Yoga has been proven to help students of all ages in more ways than one. It provides an outlet for unbalanced energy, helps reduce stress and organizes the mind and body. Yoga tools foster focus, sustained attention and aid in relaxing an anxious mind.
One of the most common questions I get asked is “how can I get yoga into my school district?” To get you started, here is some advice and suggestions based on my experience working in schools for the past 15 years.
Where to Start?
You know the saying, “the proof is in the pudding?” The phrase essentially means, “to know what the pudding tastes like, you have to try it.” Same applies here.
Before making an empathetic suggestion to your board, administration or other teachers to bring yoga into your district, gain some first hand experience using yoga with your students, like tasting the pudding.
Know what the benefits are from seeing them first hand. There have been numerous articles and research studies completed which support the practice and affirm the positive affects yoga has in the classroom. Although these do provide confirmation that yoga is a beneficial practice, assisting the nervous system by opening learning centers in the brain, I have found that a teacher’s personal testimony, coming from experience and heart, is extremely powerful when paired with the scientific evidence.

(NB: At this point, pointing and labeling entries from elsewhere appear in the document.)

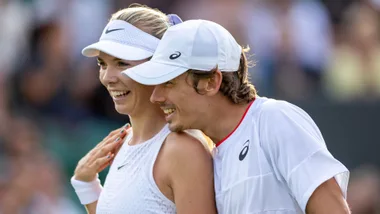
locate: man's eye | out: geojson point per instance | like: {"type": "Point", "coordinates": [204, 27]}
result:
{"type": "Point", "coordinates": [101, 64]}
{"type": "Point", "coordinates": [123, 64]}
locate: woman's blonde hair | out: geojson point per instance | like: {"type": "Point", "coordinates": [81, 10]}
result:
{"type": "Point", "coordinates": [147, 19]}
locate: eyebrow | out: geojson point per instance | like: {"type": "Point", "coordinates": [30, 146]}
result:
{"type": "Point", "coordinates": [114, 59]}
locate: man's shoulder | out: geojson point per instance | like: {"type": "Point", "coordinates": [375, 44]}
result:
{"type": "Point", "coordinates": [181, 146]}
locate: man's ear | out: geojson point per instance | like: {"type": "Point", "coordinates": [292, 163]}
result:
{"type": "Point", "coordinates": [210, 86]}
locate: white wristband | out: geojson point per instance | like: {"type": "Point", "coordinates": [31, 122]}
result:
{"type": "Point", "coordinates": [87, 192]}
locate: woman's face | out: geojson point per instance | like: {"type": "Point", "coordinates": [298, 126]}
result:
{"type": "Point", "coordinates": [128, 96]}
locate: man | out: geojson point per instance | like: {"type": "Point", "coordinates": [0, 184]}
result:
{"type": "Point", "coordinates": [270, 156]}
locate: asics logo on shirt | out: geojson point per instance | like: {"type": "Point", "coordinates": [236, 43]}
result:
{"type": "Point", "coordinates": [175, 55]}
{"type": "Point", "coordinates": [244, 151]}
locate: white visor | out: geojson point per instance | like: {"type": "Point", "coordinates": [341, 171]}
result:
{"type": "Point", "coordinates": [124, 41]}
{"type": "Point", "coordinates": [145, 76]}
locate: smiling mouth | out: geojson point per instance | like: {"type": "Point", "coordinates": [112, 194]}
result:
{"type": "Point", "coordinates": [119, 94]}
{"type": "Point", "coordinates": [169, 111]}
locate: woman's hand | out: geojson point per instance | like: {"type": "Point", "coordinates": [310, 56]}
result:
{"type": "Point", "coordinates": [101, 156]}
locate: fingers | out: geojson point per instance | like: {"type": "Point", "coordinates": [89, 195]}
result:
{"type": "Point", "coordinates": [103, 162]}
{"type": "Point", "coordinates": [120, 130]}
{"type": "Point", "coordinates": [108, 147]}
{"type": "Point", "coordinates": [113, 133]}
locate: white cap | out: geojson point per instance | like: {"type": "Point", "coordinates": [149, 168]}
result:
{"type": "Point", "coordinates": [194, 44]}
{"type": "Point", "coordinates": [124, 41]}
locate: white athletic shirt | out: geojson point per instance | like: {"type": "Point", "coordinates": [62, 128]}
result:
{"type": "Point", "coordinates": [273, 161]}
{"type": "Point", "coordinates": [130, 186]}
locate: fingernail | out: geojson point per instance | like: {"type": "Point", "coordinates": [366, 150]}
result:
{"type": "Point", "coordinates": [127, 125]}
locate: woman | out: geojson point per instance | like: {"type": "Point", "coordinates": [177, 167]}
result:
{"type": "Point", "coordinates": [155, 171]}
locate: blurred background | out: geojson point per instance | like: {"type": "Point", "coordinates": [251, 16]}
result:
{"type": "Point", "coordinates": [323, 55]}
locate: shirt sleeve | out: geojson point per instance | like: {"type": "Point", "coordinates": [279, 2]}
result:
{"type": "Point", "coordinates": [296, 150]}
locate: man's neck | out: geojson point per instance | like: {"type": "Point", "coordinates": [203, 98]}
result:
{"type": "Point", "coordinates": [225, 117]}
{"type": "Point", "coordinates": [146, 125]}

So, how can you do this in an organized, time efficient way when you may not even have any formal yoga training? Start small.
Below are 3 yoga tools that you can begin with. They are all from our EDUCATE 2B Program. To use this program, you don’t need to have ANY yoga experience. Although we offer a 6 hour training to learn how to implement the 30 plus tools, you can start with the suggestions and tools below:
- Teach each tool to your students as a “let’s explore how it feels,” experiment. These tools are “short and sweet.” They don’t take a lot of time, but effectively DO shift the nervous system to a more calm and organized state.

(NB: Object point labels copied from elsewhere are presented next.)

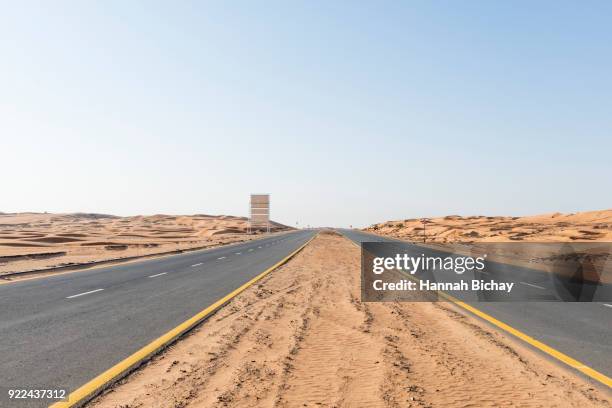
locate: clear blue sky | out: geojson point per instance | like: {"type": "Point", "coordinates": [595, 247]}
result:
{"type": "Point", "coordinates": [346, 112]}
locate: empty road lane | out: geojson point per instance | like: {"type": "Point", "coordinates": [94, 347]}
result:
{"type": "Point", "coordinates": [61, 331]}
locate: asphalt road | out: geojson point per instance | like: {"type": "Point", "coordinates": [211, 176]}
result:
{"type": "Point", "coordinates": [61, 331]}
{"type": "Point", "coordinates": [582, 331]}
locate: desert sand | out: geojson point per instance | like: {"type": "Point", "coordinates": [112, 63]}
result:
{"type": "Point", "coordinates": [30, 241]}
{"type": "Point", "coordinates": [556, 227]}
{"type": "Point", "coordinates": [302, 338]}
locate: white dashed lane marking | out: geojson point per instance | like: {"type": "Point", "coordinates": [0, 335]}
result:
{"type": "Point", "coordinates": [533, 286]}
{"type": "Point", "coordinates": [84, 293]}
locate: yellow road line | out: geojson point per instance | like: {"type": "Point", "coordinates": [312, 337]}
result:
{"type": "Point", "coordinates": [564, 358]}
{"type": "Point", "coordinates": [98, 384]}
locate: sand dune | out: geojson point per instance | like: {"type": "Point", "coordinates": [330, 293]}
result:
{"type": "Point", "coordinates": [555, 227]}
{"type": "Point", "coordinates": [39, 240]}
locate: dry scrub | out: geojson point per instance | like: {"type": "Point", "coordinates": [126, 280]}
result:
{"type": "Point", "coordinates": [302, 338]}
{"type": "Point", "coordinates": [30, 241]}
{"type": "Point", "coordinates": [556, 227]}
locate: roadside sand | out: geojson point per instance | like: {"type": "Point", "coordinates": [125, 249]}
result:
{"type": "Point", "coordinates": [34, 241]}
{"type": "Point", "coordinates": [557, 227]}
{"type": "Point", "coordinates": [302, 338]}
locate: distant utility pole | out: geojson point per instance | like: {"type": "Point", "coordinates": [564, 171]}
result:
{"type": "Point", "coordinates": [424, 221]}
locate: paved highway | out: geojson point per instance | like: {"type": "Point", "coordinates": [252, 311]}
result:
{"type": "Point", "coordinates": [61, 331]}
{"type": "Point", "coordinates": [582, 331]}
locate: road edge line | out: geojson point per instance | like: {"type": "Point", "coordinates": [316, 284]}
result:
{"type": "Point", "coordinates": [556, 354]}
{"type": "Point", "coordinates": [94, 387]}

- Try completing the breathing and mindfulness tools for at least 2 minutes. The movement tool can be repeated 10 times. You don’t have to do them all at once. Perhaps you only offer one on the first day.
- After you have taught the tools and you are confident that the students know how to do them, begin to notice the energy and activity in the room before you start using the tool, and then after you use the tool.
- Remember to ask the students to take a moment after completing the tool and simply, “notice how you feel.” They don’t have to give a verbal response. It is an internal, personal listening and answering.
- You may have a few students that have challenges in the areas of focus, attention and behavior. Sharpen your eye on their reactions and affect following use of the tools.
- I recommend keeping a little log for at least 1-2 weeks. Observe any behavioral, attention, and motivational changes that occur. Notice if students seem happier, calmer, a bit more easeful and less stressed. You may witness a bit more self-regulation and independent behavioral management as well.